描述（由申请人提供）：该项目的目的是确定脑脊髓液（CSF）或血清中的髓过氧化物酶（MPO）水平或MPO生成的氧化剂是否为阿尔茨海默氏病（AD）提供早期的生物标志物。 MPO是一种生成氧化剂的酶，正常脑中不存在AD大脑中淀粉样蛋白斑块中丰富的酶。我们的研究表明，人类MPO基因在AD大脑的星形胶质细胞以及我们的Humpo-App小鼠模型中异常表达。此外，在小鼠模型中，MPO表达发生在显着斑块沉积之前的早期阶段。在这里，我们建议研究CSF或血清中的Humpo水平是否构成人源化MPO-APP23小鼠模型中早期病理的生物标志物。与约翰·陈（John Chen）合作，我们还将研究这些小鼠大脑中MPO活性是否可以使用新颖的MRI技术进行成像。我们计划通过检查AD病例和对照组的CSF来跟进我们的小鼠研究。与波士顿大学广告中心和太阳健康研究所合作，我们将研究早期至晚期和对照的患者CSF中MPO及其氧化剂的水平。
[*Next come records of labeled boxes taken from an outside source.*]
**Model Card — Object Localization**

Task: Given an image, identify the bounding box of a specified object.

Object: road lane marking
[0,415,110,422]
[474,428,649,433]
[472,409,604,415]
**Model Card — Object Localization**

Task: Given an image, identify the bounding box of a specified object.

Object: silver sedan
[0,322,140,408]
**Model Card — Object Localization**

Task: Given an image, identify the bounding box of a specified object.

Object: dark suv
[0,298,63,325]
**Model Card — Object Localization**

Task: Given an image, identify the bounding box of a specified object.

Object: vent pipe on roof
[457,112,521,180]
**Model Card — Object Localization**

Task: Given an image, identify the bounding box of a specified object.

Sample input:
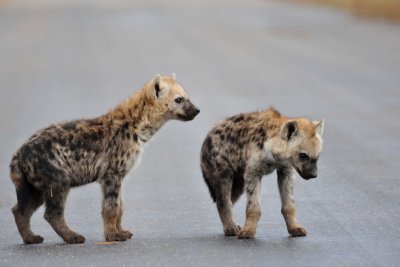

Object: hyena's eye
[299,153,310,161]
[175,97,183,104]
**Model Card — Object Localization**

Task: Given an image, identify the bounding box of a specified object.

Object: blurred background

这些发现将揭示CSF或血清中的MPO或其氧化剂副产品是否为早期阶段识别患者提供生物标志物，然后在症状出现之前会发生不可逆的损害。这样的生物标志物也将是监测新型治疗剂和评估疾病进展的功效的一种手段。 公共卫生相关性：重要的是要找到生物标志物，使我们能够在早期诊断出阿尔茨海默氏病，在出现症状之前，已经发生了不可逆转的损害。 CSF或血清MPO或MPO氧化剂可能代表可访问的生物标志物，这将有助于区分早期AD，血管性痴呆和轻度认知障碍并评估疾病进展。更可靠的生物标志物也将对于监测新型治疗剂在人类受试者中的功效以及AD的小鼠模型的功效。